For most of the last half-century, WTNH has been a distant runner-up in the overall Connecticut market to dominant WFSB. However, in recent times, it has had to fend off a spirited challenge from WVIT. Since the turn of the millennium, the two stations have regularly traded the runner-up spot. However, WTNH appears to have higher ratings in southern and coastal Connecticut. Historically, WTNH's ratings for news and local programming are far higher in Nielsen's "Metro B" area of New Haven County than "Metro A" containing Hartford County.[citation needed]
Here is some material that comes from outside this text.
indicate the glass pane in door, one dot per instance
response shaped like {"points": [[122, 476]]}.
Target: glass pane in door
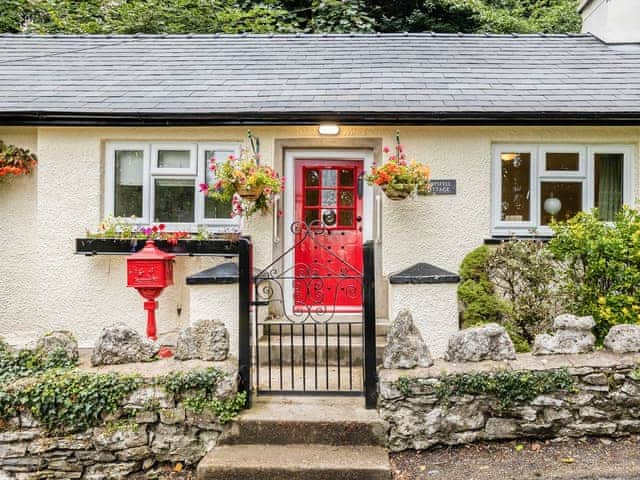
{"points": [[516, 187]]}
Since 2000, WTNH has been producing a nightly prime time newscast at 10 p.m. on WBNE/WCTX. It has competed right from the start with WTIC-TV's 10 p.m. broadcast, which established itself as a viewer favorite since it debuted in 1989. As of the February 2008 ratings period, WTIC's weeknight newscast is actually the most watched late news broadcast in the market, even gathering more viewership than the 11 p.m. newscasts on Connecticut's Big Three stations. In 2005, WCTX began simulcasting the second hour of WTNH's weekday morning show at 6 a.m. followed by a third hour from 7–8 a.m. that was seen exclusively on WCTX, except for simulcast Good Morning America cut-ins on WTNH. The simulcast of the 6 a.m. hour was eventually dropped. The 7 a.m. hour received competition on March 3, 2008, when WTIC launched its own weekday morning show.

Its weekday noon newscast was originally an hour long, but was reduced to 30 minutes on February 23, 2009, when a new lifestyle/entertainment magazine show known as Connecticut Style was added at 12:30 p.m. On January 12, 2015, CT Style was added at 9 a.m. and the noon newscast become an hour long. On April 26, 2010, WTNH re-branded from News Channel 8 to News 8. In addition, WTNH began broadcasting its newscasts in 16:9 widescreen enhanced definition, with WCTX's newscasts and Connecticut Style being included in the upgrade. On October 4, 2010, WTNH became the third station in the market to begin broadcasting its local newscasts in high definition. WCTX's newscasts also made the transition, while Connecticut Style made the transition in 2015.

On January 2, 2017, Good Morning Connecticut was expanded to start at 4:30 a.m. while the noon newscast was shortened to 30 minutes. Connecticut Style was also cut to a half hour.

On March 30, 2020, WTNH planned to launch an expansion of WCTX's prime time newscast to the three-hour entirety of prime time on weeknights and 90 minutes on weekends.[44] This quickly shifted to launching on March 16 instead to provide continuing coverage of the local impact of the COVID-19 pandemic.

Technical information


The station's signal is multiplexed:

Subchannels of WTNH[45]
Channel Res. Aspect Short name Programming
8.1 720p 16:9 WTNH-DT ABC
8.2 480i Rewind Rewind TV
20.4 480i 16:9 Quest Quest (WCCT-TV)
  Broadcast on behalf of another station

Analog-to-digital conversion

WTNH shut down its analog signal, over VHF channel 8, on June 12, 2009, as part of the federally mandated transition from analog to digital television.[46] The station's digital signal remained on its pre-transition VHF channel 10, using virtual channel 8.

Cable and satellite availability

During the 1970s and 1980s, WTNH once had carriage in portions of northeastern New Jersey in Bergen County and much of Suffolk County on Long Island.[47]